Fue Max Weber, en La política como vocación, quien a mi juicio reflexionó con mayor agudeza sobre las cualidades que debería reunir todo aspirante a ejercer un oficio tan esencial. Según él, la política requiere, en primer lugar, pasión, esto es, la entrega a una causa y a las ideas que la inspiran. Ese credo del político, en segundo lugar, para no devenir en una "excitación estéril", ha de ir acompañado por un permanente y atento sentido de la responsabilidad que oriente y adecúe su hacer. De ahí, el último requisito: el político necesita siempre mesura, temple, buen juicio para evaluar y ajustar circunstancias y perspectivas.

De ese esbozo deriva la archiconocida distinción que Weber establece entre la ética de la convicción, o fidelidad a los principios personales, y la ética de la responsabilidad, considerada más como un compromiso con la variable realidad que como un pragmatismo vacío de ideales. En absoluto son excluyentes: en la concepción weberiana, esas dos éticas actúan como elementos complementarios. De tal modo, Weber condena con idéntico desprecio a fanáticos, tercos, demagogos o sempiternos mutantes que hacen del éxito el único norte de su labor política. No se trata, por supuesto, de una convivencia sencilla. Ninguna es inferior a la otra y en no pocos casos entran en conflicto, poniendo a prueba, entonces, la firmeza, inteligencia y sensatez de cuantos experimentan sus equiparables atracciones.

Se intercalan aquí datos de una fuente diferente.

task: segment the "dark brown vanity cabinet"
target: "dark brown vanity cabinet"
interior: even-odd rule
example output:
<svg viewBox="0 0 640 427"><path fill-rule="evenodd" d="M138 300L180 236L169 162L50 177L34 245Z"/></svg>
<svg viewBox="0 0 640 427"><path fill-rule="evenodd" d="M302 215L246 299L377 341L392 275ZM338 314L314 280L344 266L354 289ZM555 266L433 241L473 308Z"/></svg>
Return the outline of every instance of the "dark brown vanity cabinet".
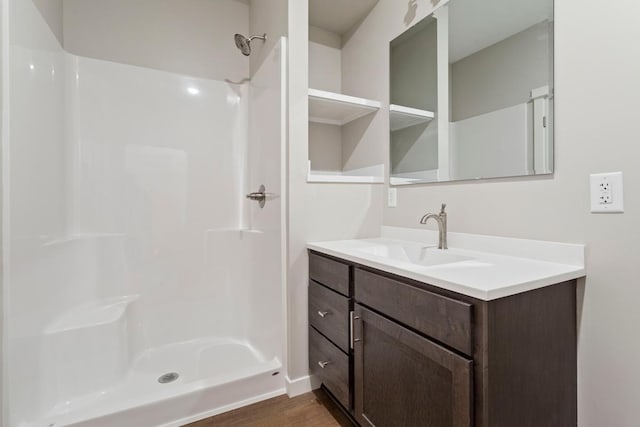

De la teoría a la práctica: desde hace años, la disyuntiva ha cobrado actualidad en nuestro país a cuenta de las controvertidas opciones elegidas por Pedro Sánchez. Por sus actos, no es fácil reconocer en él ninguna de las dos éticas. Hombre de valores contingentes y de insomnios súbitamente curados, maneja con desparpajo y a su conveniencia la una y la otra. Señala Luis Haramburu Altuna que Sánchez parece haber superado el esquema binario de Weber. Se ha instalado, observa, en la ética de la oportunidad. Dando un peligroso paso, ya no trata de ser responsable ni consecuente, sino, más bien, de aprovechar toda coyuntura para perpetuar su poder. Maquiavélico en el peor sentido del término, nuestro presidente diríase dedicado obsesivamente a sí mismo. Sea por su rentable conversión al populismo posmoderno o como habilidoso disfraz de su gigantesca vacuidad, a él le pertenece el demérito de desmentir a Weber y de poner en riesgo, con ello, nuestra propia e intocable salud democrática.